Sylvana’s attention could not be drawn for long from her new treasure, and she continued with her story.
“The accounts of tragedy that surround the samovar go on and on. The strangling of a young prince occurred in its presence. With all the princelings there were in the harem, there was much jealousy and those who stood close to the Sultan were always in danger of their lives. Both because of ladies who wanted their own sons to succeed to the throne, and court officials who feared their power might be usurped. All the Bosporus area has a history of wickedness to curdle the blood. It is said that a man died much later when the samovar was stolen from the museum. How fortunate that I am a Frenchwoman and am able to savor such stories without being frightened by them!”

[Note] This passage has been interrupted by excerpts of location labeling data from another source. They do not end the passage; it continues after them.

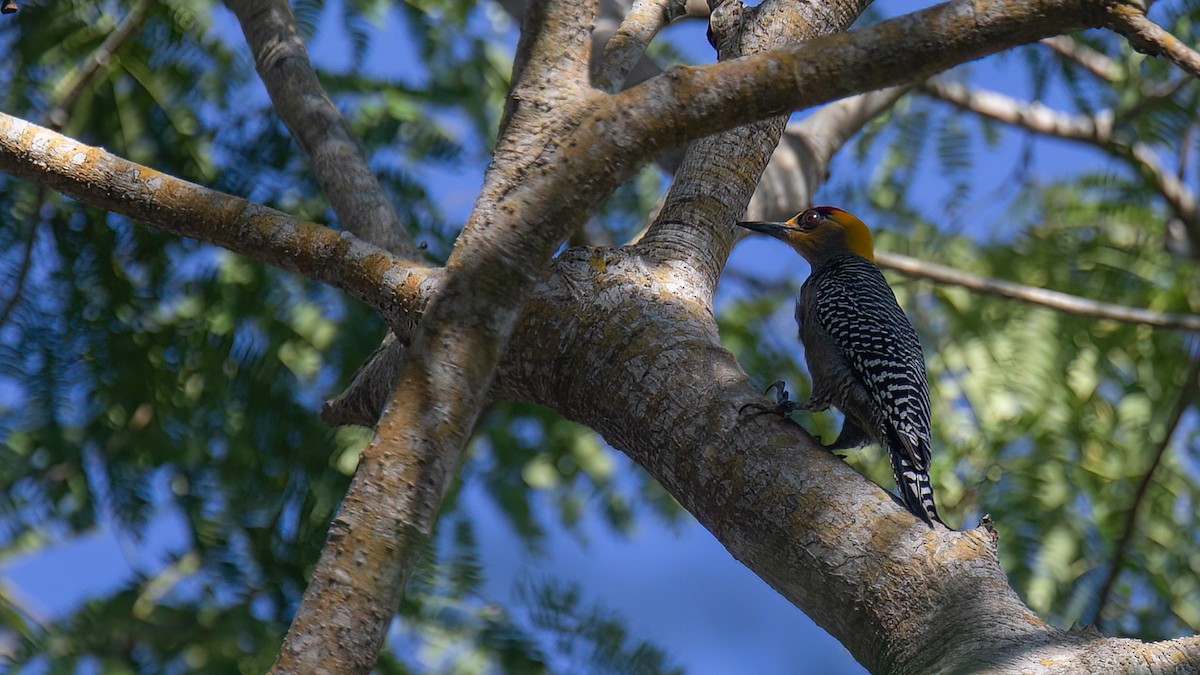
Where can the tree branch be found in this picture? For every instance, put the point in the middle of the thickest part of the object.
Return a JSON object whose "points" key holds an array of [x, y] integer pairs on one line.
{"points": [[900, 596], [719, 174], [1145, 35], [529, 202], [1035, 296], [1096, 63], [318, 127], [105, 180], [801, 162], [1187, 398], [627, 46]]}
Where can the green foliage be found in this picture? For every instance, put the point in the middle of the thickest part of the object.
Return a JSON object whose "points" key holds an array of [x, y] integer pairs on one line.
{"points": [[1048, 420], [145, 377]]}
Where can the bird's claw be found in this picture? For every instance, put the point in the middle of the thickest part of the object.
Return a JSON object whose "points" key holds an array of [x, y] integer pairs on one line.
{"points": [[784, 405]]}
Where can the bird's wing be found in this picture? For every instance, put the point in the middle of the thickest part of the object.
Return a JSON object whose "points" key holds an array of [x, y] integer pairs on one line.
{"points": [[861, 314]]}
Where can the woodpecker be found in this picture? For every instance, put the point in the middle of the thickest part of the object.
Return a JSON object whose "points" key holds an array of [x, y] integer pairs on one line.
{"points": [[861, 348]]}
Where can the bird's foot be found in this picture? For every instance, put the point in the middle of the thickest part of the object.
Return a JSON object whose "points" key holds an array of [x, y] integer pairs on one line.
{"points": [[784, 405]]}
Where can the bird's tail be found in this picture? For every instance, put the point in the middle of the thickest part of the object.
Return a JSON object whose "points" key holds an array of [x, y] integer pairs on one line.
{"points": [[912, 483]]}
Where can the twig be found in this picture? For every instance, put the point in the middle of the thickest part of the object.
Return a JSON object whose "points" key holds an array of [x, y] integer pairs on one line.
{"points": [[100, 58], [1152, 39], [1091, 60], [1119, 555], [1035, 296], [335, 156]]}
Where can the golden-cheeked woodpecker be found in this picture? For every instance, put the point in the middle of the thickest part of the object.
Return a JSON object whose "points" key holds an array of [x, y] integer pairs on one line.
{"points": [[861, 348]]}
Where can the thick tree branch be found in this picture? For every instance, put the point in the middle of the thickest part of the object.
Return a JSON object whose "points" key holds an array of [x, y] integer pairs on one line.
{"points": [[1091, 60], [1145, 35], [689, 102], [1097, 130], [1035, 296], [183, 208], [801, 162], [318, 127], [1121, 547], [801, 519], [901, 597], [529, 203], [719, 174]]}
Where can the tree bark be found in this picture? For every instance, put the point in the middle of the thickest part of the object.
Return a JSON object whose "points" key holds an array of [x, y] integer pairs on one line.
{"points": [[624, 340]]}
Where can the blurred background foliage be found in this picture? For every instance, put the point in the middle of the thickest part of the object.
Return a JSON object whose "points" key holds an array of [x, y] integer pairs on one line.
{"points": [[142, 375]]}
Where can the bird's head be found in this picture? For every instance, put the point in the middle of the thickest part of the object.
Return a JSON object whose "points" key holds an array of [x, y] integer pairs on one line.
{"points": [[820, 233]]}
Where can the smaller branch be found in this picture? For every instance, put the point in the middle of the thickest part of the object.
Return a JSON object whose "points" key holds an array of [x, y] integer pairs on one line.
{"points": [[801, 162], [1033, 115], [100, 58], [1119, 555], [1035, 296], [1151, 39], [628, 45], [1091, 60], [336, 159], [105, 180]]}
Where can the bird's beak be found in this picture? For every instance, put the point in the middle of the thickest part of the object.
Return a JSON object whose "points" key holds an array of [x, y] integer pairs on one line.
{"points": [[777, 230]]}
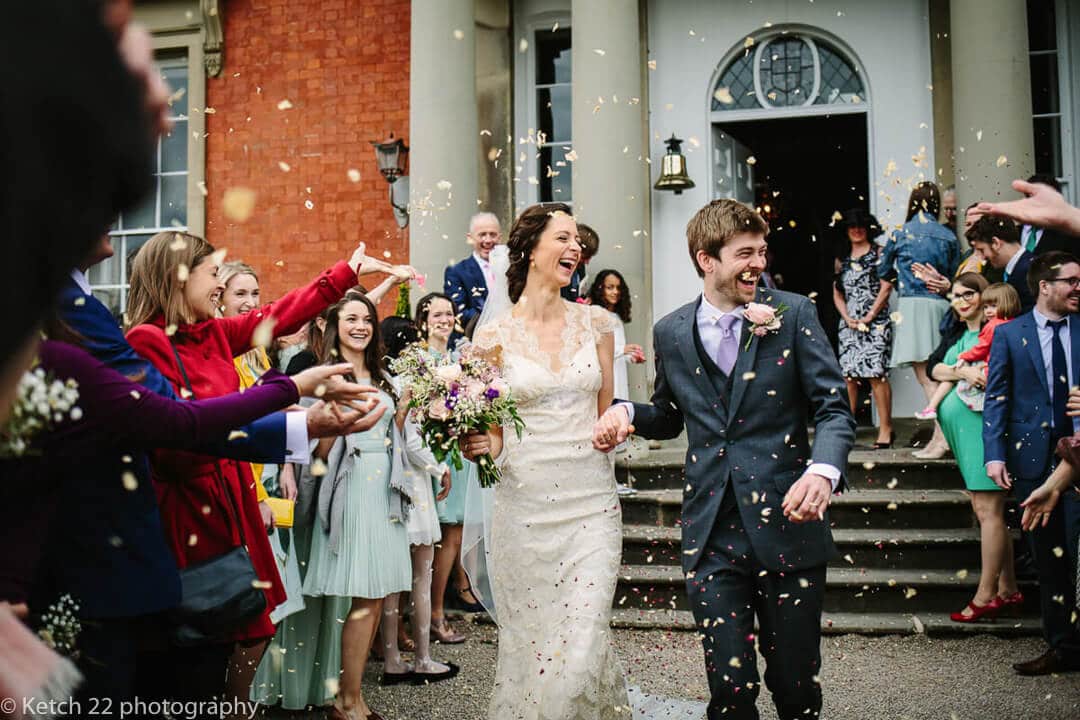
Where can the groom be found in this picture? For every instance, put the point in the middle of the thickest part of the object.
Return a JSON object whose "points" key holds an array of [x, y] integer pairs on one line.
{"points": [[744, 368]]}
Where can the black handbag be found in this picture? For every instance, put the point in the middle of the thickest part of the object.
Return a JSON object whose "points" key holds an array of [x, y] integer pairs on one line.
{"points": [[221, 595]]}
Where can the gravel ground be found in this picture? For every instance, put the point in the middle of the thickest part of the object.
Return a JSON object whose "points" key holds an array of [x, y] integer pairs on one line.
{"points": [[903, 678]]}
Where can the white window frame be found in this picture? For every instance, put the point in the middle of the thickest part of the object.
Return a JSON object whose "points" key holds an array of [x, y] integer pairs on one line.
{"points": [[526, 114]]}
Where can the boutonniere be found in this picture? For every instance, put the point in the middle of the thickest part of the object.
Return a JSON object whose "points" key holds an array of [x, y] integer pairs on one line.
{"points": [[763, 320]]}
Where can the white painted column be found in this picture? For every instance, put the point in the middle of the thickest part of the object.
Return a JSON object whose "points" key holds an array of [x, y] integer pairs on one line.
{"points": [[610, 173], [991, 98], [444, 135]]}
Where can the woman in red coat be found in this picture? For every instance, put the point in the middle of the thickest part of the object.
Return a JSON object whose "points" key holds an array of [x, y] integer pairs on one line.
{"points": [[174, 291]]}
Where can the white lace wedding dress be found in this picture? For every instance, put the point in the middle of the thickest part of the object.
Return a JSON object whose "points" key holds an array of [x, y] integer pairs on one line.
{"points": [[556, 532]]}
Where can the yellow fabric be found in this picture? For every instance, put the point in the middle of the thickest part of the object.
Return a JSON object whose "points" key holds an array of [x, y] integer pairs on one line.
{"points": [[250, 367], [282, 512]]}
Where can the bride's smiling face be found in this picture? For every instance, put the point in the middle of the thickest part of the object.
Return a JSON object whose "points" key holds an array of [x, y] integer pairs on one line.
{"points": [[557, 252]]}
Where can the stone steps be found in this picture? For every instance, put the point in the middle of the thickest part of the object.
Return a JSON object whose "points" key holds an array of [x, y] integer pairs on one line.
{"points": [[855, 508], [848, 589], [844, 623]]}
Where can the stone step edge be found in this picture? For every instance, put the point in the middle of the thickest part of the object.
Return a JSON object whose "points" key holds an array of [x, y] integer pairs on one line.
{"points": [[896, 537], [860, 497], [661, 574], [845, 623]]}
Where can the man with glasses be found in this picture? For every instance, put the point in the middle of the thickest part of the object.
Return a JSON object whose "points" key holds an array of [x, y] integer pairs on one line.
{"points": [[997, 241], [1035, 360]]}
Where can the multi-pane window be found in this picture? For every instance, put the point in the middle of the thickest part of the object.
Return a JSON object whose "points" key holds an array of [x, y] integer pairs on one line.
{"points": [[1045, 87], [554, 139], [787, 70], [164, 208]]}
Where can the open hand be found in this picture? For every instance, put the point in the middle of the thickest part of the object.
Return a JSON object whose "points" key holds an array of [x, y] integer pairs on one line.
{"points": [[331, 419], [325, 382], [808, 499], [997, 472], [1038, 506], [1043, 207], [612, 429]]}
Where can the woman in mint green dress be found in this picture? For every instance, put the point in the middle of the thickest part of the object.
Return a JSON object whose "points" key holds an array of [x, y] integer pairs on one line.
{"points": [[435, 318], [356, 542], [963, 432]]}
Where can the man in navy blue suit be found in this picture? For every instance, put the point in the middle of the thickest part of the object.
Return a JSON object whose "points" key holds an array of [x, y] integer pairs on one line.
{"points": [[1035, 360], [466, 283], [997, 241]]}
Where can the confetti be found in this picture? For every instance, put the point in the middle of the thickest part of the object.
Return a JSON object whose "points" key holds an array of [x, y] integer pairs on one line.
{"points": [[238, 203]]}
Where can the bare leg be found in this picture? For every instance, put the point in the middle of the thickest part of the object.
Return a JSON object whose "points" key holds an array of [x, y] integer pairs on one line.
{"points": [[989, 510], [388, 632], [356, 637], [422, 556], [242, 666], [882, 396], [446, 554]]}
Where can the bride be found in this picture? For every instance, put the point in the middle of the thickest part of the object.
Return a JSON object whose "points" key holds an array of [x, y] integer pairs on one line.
{"points": [[555, 530]]}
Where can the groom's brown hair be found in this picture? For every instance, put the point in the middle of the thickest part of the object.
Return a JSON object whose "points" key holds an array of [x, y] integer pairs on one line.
{"points": [[717, 222]]}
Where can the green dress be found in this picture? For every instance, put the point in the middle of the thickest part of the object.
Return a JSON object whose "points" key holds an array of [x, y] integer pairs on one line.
{"points": [[963, 428], [302, 665]]}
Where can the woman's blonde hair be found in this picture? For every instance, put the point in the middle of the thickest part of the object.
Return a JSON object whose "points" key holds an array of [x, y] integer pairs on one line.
{"points": [[233, 268], [156, 284], [1004, 298]]}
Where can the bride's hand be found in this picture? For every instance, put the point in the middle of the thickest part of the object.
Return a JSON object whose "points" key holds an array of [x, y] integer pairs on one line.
{"points": [[611, 429], [475, 445]]}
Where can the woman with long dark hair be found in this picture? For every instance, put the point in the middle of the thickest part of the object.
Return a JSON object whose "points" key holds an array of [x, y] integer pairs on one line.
{"points": [[921, 241], [609, 291]]}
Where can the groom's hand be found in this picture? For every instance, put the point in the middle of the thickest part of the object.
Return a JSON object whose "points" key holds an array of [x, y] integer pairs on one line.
{"points": [[808, 499], [611, 429]]}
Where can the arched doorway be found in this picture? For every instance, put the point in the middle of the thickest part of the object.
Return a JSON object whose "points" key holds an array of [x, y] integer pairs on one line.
{"points": [[788, 117]]}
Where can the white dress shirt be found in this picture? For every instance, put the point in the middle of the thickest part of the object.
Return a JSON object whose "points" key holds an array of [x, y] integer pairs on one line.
{"points": [[1045, 344], [711, 334]]}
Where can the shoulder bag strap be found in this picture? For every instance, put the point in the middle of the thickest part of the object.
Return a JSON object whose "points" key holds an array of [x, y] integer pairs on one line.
{"points": [[217, 466]]}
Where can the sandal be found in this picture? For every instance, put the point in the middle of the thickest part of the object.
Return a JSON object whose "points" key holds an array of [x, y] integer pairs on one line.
{"points": [[474, 606], [441, 632]]}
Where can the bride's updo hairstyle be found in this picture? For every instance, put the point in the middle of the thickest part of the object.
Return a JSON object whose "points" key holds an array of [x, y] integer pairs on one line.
{"points": [[524, 236]]}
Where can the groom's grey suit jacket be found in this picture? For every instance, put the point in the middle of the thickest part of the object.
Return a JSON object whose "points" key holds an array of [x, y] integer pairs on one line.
{"points": [[752, 431]]}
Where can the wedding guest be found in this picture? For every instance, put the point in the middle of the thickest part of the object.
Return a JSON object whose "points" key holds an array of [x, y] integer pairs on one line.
{"points": [[921, 240], [1037, 240], [172, 306], [1024, 420], [962, 423], [590, 243], [359, 542], [997, 241], [865, 334], [609, 291], [467, 282], [435, 321]]}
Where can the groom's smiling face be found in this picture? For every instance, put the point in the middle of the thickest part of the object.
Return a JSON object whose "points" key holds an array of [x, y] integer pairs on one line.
{"points": [[732, 277]]}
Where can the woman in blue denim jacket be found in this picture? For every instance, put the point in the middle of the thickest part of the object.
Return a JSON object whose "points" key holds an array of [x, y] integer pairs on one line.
{"points": [[921, 239]]}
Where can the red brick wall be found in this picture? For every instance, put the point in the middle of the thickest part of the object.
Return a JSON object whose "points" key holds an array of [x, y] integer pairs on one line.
{"points": [[343, 67]]}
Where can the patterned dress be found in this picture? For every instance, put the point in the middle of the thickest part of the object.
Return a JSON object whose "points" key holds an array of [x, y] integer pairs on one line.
{"points": [[863, 353]]}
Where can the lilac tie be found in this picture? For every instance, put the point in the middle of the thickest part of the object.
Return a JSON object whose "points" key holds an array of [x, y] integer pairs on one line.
{"points": [[729, 343]]}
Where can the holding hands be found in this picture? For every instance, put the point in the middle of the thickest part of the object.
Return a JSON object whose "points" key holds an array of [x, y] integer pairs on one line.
{"points": [[808, 499], [612, 429]]}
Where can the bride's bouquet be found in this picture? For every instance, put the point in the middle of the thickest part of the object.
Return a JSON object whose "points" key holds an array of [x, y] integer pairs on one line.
{"points": [[451, 398]]}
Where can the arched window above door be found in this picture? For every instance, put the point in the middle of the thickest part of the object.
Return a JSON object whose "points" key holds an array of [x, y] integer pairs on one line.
{"points": [[787, 70]]}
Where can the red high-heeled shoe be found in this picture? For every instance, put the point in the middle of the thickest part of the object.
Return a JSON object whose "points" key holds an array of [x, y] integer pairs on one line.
{"points": [[1011, 606], [988, 611]]}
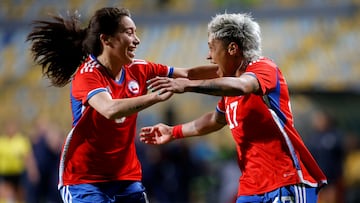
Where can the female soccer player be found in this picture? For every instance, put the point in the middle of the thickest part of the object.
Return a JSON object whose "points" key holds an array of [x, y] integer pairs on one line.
{"points": [[108, 89], [275, 164]]}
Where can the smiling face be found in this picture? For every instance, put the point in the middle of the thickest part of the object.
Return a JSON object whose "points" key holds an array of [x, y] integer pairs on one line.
{"points": [[224, 56], [123, 44]]}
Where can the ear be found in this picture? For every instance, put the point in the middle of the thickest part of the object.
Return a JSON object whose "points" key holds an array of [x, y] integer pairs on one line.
{"points": [[233, 48]]}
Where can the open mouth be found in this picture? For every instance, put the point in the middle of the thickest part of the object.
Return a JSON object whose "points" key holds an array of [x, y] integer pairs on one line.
{"points": [[131, 52]]}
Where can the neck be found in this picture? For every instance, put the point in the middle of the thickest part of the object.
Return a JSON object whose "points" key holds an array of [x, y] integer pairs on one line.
{"points": [[113, 69], [241, 68]]}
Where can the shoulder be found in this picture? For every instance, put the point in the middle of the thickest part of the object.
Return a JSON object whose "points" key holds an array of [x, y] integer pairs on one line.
{"points": [[262, 61], [89, 65], [138, 62]]}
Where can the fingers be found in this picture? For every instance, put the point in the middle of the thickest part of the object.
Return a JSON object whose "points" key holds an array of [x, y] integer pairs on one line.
{"points": [[157, 83], [148, 135]]}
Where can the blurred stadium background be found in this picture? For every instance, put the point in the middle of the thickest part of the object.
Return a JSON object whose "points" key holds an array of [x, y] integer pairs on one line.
{"points": [[315, 43]]}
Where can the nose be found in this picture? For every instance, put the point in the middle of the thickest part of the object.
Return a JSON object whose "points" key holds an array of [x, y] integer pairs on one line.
{"points": [[209, 56], [137, 40]]}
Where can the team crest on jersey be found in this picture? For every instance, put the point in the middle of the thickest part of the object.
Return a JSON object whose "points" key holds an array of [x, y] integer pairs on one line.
{"points": [[134, 87]]}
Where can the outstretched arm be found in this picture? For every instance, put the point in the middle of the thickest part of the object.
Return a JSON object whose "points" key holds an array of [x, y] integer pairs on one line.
{"points": [[161, 133], [197, 72], [224, 86], [117, 108]]}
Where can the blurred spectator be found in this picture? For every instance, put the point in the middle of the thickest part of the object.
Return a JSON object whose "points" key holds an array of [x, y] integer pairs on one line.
{"points": [[15, 149], [327, 146], [352, 169], [46, 144]]}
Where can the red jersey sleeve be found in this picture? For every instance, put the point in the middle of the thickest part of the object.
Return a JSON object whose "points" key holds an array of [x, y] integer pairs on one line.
{"points": [[265, 71], [150, 69], [87, 82]]}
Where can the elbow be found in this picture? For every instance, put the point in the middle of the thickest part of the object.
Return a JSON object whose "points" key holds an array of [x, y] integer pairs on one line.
{"points": [[110, 113]]}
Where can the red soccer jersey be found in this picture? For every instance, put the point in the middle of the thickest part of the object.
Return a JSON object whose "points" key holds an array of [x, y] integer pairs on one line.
{"points": [[98, 149], [271, 153]]}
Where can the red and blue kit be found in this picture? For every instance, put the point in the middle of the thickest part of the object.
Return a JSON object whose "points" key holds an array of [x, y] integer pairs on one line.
{"points": [[271, 153], [98, 149]]}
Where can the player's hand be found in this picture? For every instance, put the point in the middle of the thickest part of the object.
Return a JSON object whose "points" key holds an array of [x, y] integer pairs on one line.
{"points": [[168, 84], [158, 134], [163, 94]]}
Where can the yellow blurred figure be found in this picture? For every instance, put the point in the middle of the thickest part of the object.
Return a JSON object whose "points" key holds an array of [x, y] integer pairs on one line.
{"points": [[14, 150]]}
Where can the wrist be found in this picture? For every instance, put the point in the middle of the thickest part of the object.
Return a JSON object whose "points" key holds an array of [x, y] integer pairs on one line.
{"points": [[177, 132]]}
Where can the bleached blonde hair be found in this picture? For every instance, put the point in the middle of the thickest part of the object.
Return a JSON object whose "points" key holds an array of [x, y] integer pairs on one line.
{"points": [[239, 28]]}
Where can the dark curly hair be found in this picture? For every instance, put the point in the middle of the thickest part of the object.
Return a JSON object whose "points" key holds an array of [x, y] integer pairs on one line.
{"points": [[60, 45]]}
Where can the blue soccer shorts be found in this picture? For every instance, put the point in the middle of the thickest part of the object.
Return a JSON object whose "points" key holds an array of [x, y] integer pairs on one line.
{"points": [[289, 194], [107, 192]]}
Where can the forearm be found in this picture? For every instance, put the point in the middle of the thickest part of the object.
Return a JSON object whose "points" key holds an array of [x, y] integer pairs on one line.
{"points": [[197, 72], [225, 86], [201, 126], [118, 108]]}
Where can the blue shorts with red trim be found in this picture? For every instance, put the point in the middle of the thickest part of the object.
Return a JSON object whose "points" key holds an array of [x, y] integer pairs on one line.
{"points": [[288, 194], [107, 192]]}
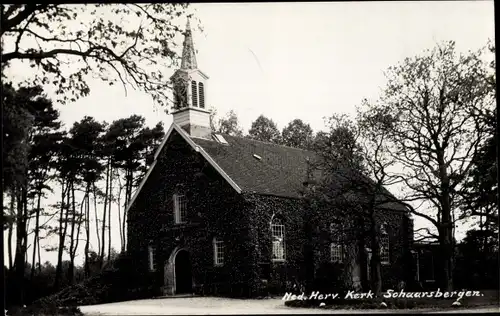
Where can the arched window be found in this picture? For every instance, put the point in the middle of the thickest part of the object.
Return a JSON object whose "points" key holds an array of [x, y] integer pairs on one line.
{"points": [[201, 94], [384, 245], [180, 94], [194, 93], [278, 239], [218, 251]]}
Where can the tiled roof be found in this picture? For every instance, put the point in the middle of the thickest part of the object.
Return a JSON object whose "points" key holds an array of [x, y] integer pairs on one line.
{"points": [[280, 170]]}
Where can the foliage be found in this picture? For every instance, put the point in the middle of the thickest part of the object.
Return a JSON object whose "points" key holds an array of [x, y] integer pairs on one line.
{"points": [[297, 134], [16, 123], [67, 42], [264, 129], [229, 125], [350, 176]]}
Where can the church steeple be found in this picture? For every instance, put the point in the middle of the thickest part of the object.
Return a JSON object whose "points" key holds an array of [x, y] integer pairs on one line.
{"points": [[188, 53], [189, 92]]}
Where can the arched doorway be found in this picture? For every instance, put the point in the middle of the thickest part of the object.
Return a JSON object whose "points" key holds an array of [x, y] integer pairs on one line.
{"points": [[183, 278]]}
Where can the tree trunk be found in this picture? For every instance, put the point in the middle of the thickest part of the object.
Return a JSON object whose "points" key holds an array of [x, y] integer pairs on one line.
{"points": [[63, 227], [446, 231], [35, 237], [101, 258], [96, 222], [118, 197], [127, 202], [39, 257], [19, 263], [109, 211]]}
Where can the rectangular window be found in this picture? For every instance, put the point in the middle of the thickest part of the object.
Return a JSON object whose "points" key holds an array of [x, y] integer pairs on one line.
{"points": [[278, 236], [336, 253], [180, 208], [201, 94], [368, 263], [151, 258], [218, 252]]}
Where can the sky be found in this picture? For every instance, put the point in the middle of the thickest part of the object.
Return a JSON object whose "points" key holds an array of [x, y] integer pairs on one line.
{"points": [[300, 60]]}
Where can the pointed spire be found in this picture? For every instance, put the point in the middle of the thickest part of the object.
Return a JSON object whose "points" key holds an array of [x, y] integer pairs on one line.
{"points": [[188, 54]]}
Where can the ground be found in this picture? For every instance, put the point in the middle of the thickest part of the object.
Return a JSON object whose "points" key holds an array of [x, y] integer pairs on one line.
{"points": [[217, 305]]}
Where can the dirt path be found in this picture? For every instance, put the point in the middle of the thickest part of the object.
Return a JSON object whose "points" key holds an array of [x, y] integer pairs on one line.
{"points": [[216, 305]]}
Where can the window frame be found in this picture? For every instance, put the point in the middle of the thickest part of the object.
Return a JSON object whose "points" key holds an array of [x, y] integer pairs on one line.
{"points": [[201, 94], [194, 93], [219, 251], [336, 252], [385, 258]]}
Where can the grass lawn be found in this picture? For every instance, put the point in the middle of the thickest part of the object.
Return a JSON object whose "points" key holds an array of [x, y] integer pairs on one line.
{"points": [[486, 298]]}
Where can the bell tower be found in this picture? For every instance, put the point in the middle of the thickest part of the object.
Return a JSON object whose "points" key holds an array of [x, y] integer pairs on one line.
{"points": [[189, 92]]}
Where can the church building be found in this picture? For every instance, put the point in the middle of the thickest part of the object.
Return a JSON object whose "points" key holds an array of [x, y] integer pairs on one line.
{"points": [[224, 215]]}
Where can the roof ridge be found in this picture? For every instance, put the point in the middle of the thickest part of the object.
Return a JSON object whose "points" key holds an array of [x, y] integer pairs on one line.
{"points": [[269, 143]]}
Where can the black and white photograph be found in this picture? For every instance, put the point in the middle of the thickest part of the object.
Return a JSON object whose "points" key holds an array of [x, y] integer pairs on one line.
{"points": [[214, 158]]}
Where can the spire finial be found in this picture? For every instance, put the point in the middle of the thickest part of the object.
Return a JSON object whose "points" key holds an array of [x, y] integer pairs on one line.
{"points": [[188, 54]]}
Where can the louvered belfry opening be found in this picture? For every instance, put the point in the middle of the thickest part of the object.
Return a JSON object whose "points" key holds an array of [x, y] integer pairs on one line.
{"points": [[194, 93], [201, 94]]}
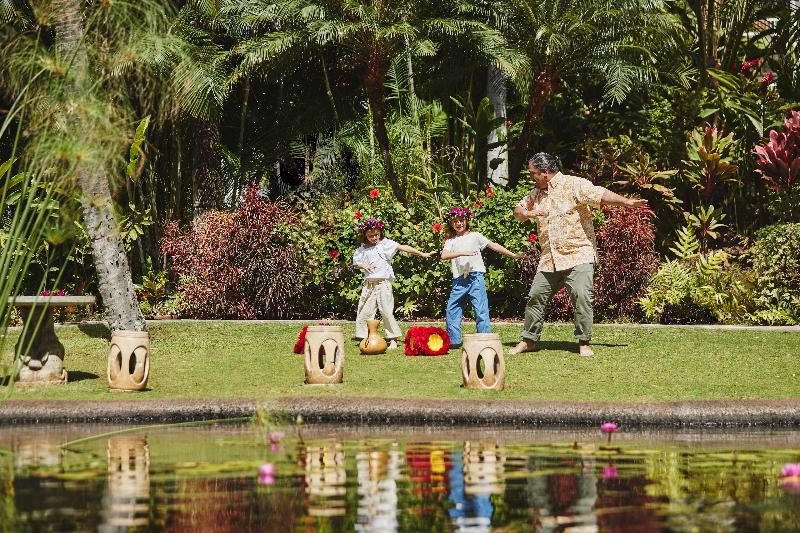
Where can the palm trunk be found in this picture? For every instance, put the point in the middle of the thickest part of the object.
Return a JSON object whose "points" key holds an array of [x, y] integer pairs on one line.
{"points": [[541, 88], [496, 91], [207, 184], [113, 271], [374, 87]]}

Tracy’s attention had begun to wander. Now that she was here, she remembered the scarf she had found in the ruins last night. Her glance moved about the room, seeking. This was surely the place—yes, there was the pattern among cushions on a divan below the windows. A pattern of plum-colored stripes.
She picked up the cushion. “What very pretty silk this is.”
Sylvana nodded absently. “Yes—it is from Damascus. I bought a length of it last year.”
“It would make a lovely scarf,” Tracy mused.
Sylvana patted the samovar and circled it possessively, her interest upon her treasure.
“I don’t suppose you have any of this material left?” Tracy persisted.
Sylvana glanced indifferently at the cushion. “No, it has all been used. The last of it went into a scarf. A gift I made for Nursel.” Then her attention seemed at last to focus upon Tracy. “I understand that Mr. Radburn will permit you a week here after all. You are working? How does the task progress?”
“Not very fast,” Tracy said. “There are too many interruptions.” She watched Sylvana’s face, wondering how much she knew of what had happened in Miles’s study.